5 Lessons Learned From Running Automated Tests on a Data Warehouse
Written by Markus Ehrenmüller-Jensen, Data Engineer
“Testing? A database?” you might ask. “Yes! We do!” we answer. There is a lot of code directly inside a database (functions & stored procedures) and in the implementation of the ETL, which all can break or have unintended impacts. Furthermore, definitions or access rights to database objects (e.g. a table) might change over time, which will have similar consequences, like changing code. And of course, there might be issues with the data itself.
Data is, for sure, the new oil. Data is a valuable asset for organizations. Capturing (in the data warehouse’s data source) and transforming data (during ETL) should keep the quality of the data as high as possible.

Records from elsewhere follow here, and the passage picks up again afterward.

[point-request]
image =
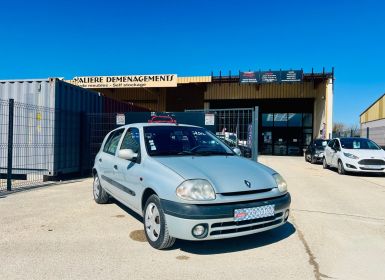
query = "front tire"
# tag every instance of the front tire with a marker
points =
(100, 195)
(313, 160)
(155, 226)
(325, 164)
(340, 168)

We want to be sure that we only digest high quality data into the data warehouse. And we want to be sure not to “harm” the data through various steps, necessary to squeeze out the information, which will later help the end users to gain insights from it.
Stick to the following five lessons we learned to get you started with testing databases, as well.
1. Make The Start Not Too Tough
All beginnings can be tough. If you are not used to writing tests for a database or a data warehouse, choose parts that are easy to start with. In most cases this will contain simple unit-tests of functions and procedures. Like this:
DECLARE @success bit = 1; IF ( select count(*) FROM udf_SplitText (N'Hello World!', ' ') ) <> 2 SET @success = 0; EXEC tSQLt.AssertEquals 1, @success;
A test like this can easily be written without any special framework. As you can see in the very last line of the example above: we decided to use tSQLt for our data warehouse, which is an open source database unit testing framework for Microsoft SQL Server.
The more you get used to testing as a work item and the more you get used to your chosen test framework, the more complex tests you can and should write. Later you should start implementing (new) tests for existing stuff, based on the following criteria:
- feature is business critical
- feature is rather complex
2. Tests Should Generate Chatty Reports
Each test should include a short description as a comment, so that every data engineer who wants to have a look at a failed test knows what the test is about without having to decipher the code. Like this:
EXEC tSQLt.Fail 'Table ', @database, '.', @TableSchema, '.', @TabelName, ' has not been updated today. Please check today''s ETL log in table DataloadHistory.';
Even better is when the alert of a failed test has a clear description of what problem was discovered and which steps are to be taken to solve it. I clearly advocate “chatty tests,” which tell the whole truth about the problem, so we can immediately see all available details of the problem. This makes your life much easier than having to spend extra effort collecting necessary details. In contrast, when all tests run through without any issues, I don’t want to hear from the test framework at all.
3. Tests Are A Crucial Part Of Writing Code
In the long run, writing tests should become a natural part of writing code. To be more specific: Writing tests should be the first step before you write any line of code, so that new features always come with tests in place. Make test specification part of the user story and add “all tests are written” to your “definition of done.” By including the test definition in the description of the user story, you can avoid ambiguity as well. In the best case, the user story already lists all (special) cases and describes the behavior of the needed piece of code.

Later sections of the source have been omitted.